1.  Do plan for your visit. Check the weather, our website and take a look at the information we have on kiosks inside the park.  The information can make your park experience better. We share park history, trail information and useful tips.  Our signage on parking and directions inside the park is there to ensure everyone can visit the park with minimal impact to the resource --so that resource can be there for generations to enjoy.

2.  Don’t create a scene or cause a traffic problem when a park reaches capacity. We frequently have to close parks because they are full.  The person turning you around is just trying to keep traffic and visitors safe.  They have had every reason why they need to make an exception thrown at them. Understand that we are closing it for the protection of the resource and safety of our visitors.  Whether you have a park passport, or have already been in that day and left, we are sorry you will have to come back later.  Please be patient.

3.  Do ask questions. We are here to help.  While we may be busy, and stopping at the gate may not be an option, many parks have visitor centers and offices where you can speak with someone. If during your visit you encounter a problem, please tell an employee so we can address it while you are there.  Don’t let a problem we may have been able to address ruin your experience.

4.  Don’t be trashy. With millions of visitors a year, taking out the trash is a daily activity at most parks.  It is labor-intensive and time-consuming, and cuts into the time we have for visitor services and other park needs. When visiting make sure you clean up after yourself, place your trash in the proper refuse containers, or pack it out.

5.  Do share your park experiences with us. Take pictures and create memories while there.  Our staff loves seeing posts tagged on social media, posing for pictures or getting surveys and notes that show how the park is important to you and what your experience was like.

6.  Don’t forget to plan for your dog. If your dog is going to be part of your visit, make sure to consider how you are going to manage them in the park.  All dogs must remain on a leash under your control at all times in the park. In the campground they can be in an appropriate enclosure. Please remember, a dog barking all day at your campsite while you are away, or scarring a child who is afraid of dogs can really impact other visitors' experience. An off-leash dog can disturb ground-nesting birds, create a problem for on-leash dogs, destroy birds or turtle nests and harass other wildlife that needs the park habitat for their home.  Your dog can quickly ruin other visitors' experience at the park or inadvertently damage wildlife.

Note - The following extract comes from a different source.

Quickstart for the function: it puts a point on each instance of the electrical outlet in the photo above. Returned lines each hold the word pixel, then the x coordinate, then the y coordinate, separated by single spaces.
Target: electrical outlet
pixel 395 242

7.  Do try something new. Our parks offer programs and experiences that can cater to what you already like to do --or offer you a new adventure.  Experiences can range from tubing down a black river to paddling a mountain lake, crabbing in saltwater marshes or finding waterfalls.  Visitors can primitive camp next to a mountain stream, use a camper cabin with a lake view, stay in a 1930’s CCC cabin or relax in a luxury villa.  Try our Ultimate Outsider program or learn how to geocache. We offer something for everybody and something new for you.

8. Don’t do anything you wouldn’t do while visiting someone else’s home --from putting nails in walls for decorations in a cabin, to creating a mess in a restroom facility.  Talk to any park employee, and they can share a story of something someone did that made them shake their head and caused our team extra work. If it’s inappropriate to do in yours or someone else’s home, it is likely inappropriate to do in a park facility.

9. Do be considerate of others. From loud music, an errant frisbee on a crowded beach or inappropriate language, your actions can impact others simply trying to enjoy the park.  Make sure your enjoyment doesn’t come at the expense of someone else's.

Parks are a great place --although those of us that work in them may be slightly biased!  We love sharing them with our visitors and showing off some of the best resources in our state. So, come, be our guest!  We hope you feel welcome and want to come again.  As they say in the south....“you’re welcome to come by anytime”.  We’ll be ready!